Attention

Advance Notice: Bessemer will be retired at the end of the day on Friday 31st October 2025.

STAR

STAR (Spliced Transcripts Alignment to a Reference) is a software for RNA sequence alignment. STAR aligns RNA-seq reads to a reference genome using uncompressed suffix arrays.

The latest STAR manual can be found at: https://github.com/alexdobin/STAR/blob/master/doc/STARmanual.pdf which will detail the many available command arguments.

Interactive usage

After connecting to Bessemer (see Establishing a SSH connection), start an interactive session with the srun --pty bash -i command.

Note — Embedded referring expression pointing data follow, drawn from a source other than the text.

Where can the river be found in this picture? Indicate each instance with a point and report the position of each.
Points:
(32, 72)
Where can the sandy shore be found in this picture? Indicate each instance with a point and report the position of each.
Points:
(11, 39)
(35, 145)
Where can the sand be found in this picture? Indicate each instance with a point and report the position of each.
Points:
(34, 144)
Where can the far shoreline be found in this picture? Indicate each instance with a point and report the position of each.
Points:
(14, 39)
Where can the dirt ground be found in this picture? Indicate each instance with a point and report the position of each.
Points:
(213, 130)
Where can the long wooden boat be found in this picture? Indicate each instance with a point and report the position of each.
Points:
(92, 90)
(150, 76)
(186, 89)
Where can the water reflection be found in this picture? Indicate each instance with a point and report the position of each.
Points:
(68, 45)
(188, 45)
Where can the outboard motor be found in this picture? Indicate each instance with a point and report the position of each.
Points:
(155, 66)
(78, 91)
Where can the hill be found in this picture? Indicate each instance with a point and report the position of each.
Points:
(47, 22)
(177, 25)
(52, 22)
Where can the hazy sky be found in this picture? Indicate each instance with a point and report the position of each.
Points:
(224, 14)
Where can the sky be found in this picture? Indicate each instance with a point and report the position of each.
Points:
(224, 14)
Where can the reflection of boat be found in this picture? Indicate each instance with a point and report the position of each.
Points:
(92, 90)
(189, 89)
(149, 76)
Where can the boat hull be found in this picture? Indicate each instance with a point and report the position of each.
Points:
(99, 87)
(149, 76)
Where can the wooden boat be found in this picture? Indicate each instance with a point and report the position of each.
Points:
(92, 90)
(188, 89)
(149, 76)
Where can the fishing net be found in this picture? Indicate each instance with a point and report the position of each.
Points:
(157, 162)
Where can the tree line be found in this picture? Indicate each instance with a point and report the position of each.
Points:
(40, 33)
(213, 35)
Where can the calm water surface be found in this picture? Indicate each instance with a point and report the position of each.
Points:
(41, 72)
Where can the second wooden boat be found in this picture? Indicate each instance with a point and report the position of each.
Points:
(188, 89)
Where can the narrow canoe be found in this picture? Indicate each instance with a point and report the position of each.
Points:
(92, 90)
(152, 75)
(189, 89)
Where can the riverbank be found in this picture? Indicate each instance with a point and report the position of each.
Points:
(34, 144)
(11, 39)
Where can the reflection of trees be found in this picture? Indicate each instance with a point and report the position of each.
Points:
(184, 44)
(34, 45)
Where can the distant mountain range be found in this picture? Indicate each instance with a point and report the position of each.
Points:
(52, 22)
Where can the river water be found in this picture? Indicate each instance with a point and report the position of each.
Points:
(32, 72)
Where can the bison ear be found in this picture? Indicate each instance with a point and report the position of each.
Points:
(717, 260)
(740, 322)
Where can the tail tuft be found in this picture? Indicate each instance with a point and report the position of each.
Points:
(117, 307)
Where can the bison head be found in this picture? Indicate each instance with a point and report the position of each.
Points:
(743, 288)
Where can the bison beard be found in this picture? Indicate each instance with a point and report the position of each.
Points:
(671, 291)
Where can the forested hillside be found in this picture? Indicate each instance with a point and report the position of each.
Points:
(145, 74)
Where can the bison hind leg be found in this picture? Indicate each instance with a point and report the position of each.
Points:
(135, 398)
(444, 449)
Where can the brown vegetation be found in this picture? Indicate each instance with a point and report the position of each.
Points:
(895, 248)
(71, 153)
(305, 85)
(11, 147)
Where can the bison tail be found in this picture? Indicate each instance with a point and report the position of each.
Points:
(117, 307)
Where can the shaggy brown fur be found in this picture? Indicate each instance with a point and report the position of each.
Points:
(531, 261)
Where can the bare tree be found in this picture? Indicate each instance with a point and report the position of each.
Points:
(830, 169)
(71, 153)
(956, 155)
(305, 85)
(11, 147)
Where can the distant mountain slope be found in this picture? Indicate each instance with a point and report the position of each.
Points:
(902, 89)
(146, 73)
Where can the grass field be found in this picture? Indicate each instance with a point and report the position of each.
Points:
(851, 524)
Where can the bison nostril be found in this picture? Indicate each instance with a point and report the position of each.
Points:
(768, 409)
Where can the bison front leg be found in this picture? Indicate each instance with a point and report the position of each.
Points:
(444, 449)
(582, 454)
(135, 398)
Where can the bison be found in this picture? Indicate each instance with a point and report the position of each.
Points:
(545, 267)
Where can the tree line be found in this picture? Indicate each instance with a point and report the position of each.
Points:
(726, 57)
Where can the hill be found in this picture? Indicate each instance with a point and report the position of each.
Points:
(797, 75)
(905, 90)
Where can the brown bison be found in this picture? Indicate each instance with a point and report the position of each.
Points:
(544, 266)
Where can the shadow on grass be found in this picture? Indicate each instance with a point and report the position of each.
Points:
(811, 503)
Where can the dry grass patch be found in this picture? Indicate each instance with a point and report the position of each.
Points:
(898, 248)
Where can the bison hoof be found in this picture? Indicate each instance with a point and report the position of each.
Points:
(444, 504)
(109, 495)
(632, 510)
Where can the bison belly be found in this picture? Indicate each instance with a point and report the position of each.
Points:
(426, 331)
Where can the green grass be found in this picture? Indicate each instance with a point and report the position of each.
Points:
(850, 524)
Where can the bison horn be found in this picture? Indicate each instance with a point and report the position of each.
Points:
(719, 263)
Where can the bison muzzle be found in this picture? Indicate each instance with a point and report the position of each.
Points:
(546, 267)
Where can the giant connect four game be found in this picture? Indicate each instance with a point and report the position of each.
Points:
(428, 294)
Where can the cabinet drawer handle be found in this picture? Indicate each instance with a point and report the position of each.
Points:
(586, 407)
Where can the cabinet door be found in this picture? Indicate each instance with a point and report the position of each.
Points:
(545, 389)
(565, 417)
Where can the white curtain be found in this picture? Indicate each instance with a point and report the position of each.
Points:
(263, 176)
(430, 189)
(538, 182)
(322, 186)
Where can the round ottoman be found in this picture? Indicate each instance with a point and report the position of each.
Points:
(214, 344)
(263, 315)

STAR can be loaded with the command:

module load STAR/2.7.6a-GCC-9.3.0

After this any of the STAR commands can be run from the terminal prompt. The available commands can be obtained using:

STAR --help

Batch usage

Download and unpack the input files from https://www.gencodegenes.org/human/. We will use the comprehensive gene annotation (regions: PRI), for the purpose for this example we use only the data/annotations for chromosome 19 to map to.

#!/bin/bash
# download the "Genome sequence, primary assembly (GRCh38)" fasta file
wget https://ndownloader.figshare.com/files/14669702 && \
mv 14669702 GRCh38.primary_assembly.genome.chr19.fa.gz && \
gunzip GRCh38.primary_assembly.genome.chr19.fa.gz

# download the annotations that correspond to it
wget https://ndownloader.figshare.com/files/14658830 && \
mv 14658830 gencode.v29.primary_assembly.annotation.chr19.gtf.gz && \
gunzip gencode.v29.primary_assembly.annotation.chr19.gtf.gz

The following is an example batch submission script, my_job.sh, to run the executable STAR. The script requests 4 cores using the OpenMP library and multi-threading with a runtime of 5 minutes and 2 GB of real memory per core to generate a genome index using the above data/annotations.

#!/bin/bash
#SBATCH --job-name=STAR_test
#SBATCH --cpus-per-task=4
#SBATCH --mem=2000
#SBATCH --output=output_STAR_4.%j.out
#SBATCH --time=00:05:00
#SBATCH --mail-user=a.person@sheffield.ac.uk
#SBATCH --mail-type=ALL

module load STAR/2.7.6a-GCC-9.3.0

STAR --runThreadN $SLURM_NTASKS --runMode genomeGenerate --genomeSAindexNbases 11 --genomeDir ./STAR --genomeFastaFiles GRCh38.primary_assembly.genome.chr19.fa \
--sjdbGTFfile gencode.v29.primary_assembly.annotation.chr19.gtf

The job is submitted to the queue by typing:

$ sbatch my_job.sh

The output file will be written in the subdirectory STAR.

Installation notes

Installation method

This section is primarily for administrators of the system. STAR has been installed using the default Easybuild config files.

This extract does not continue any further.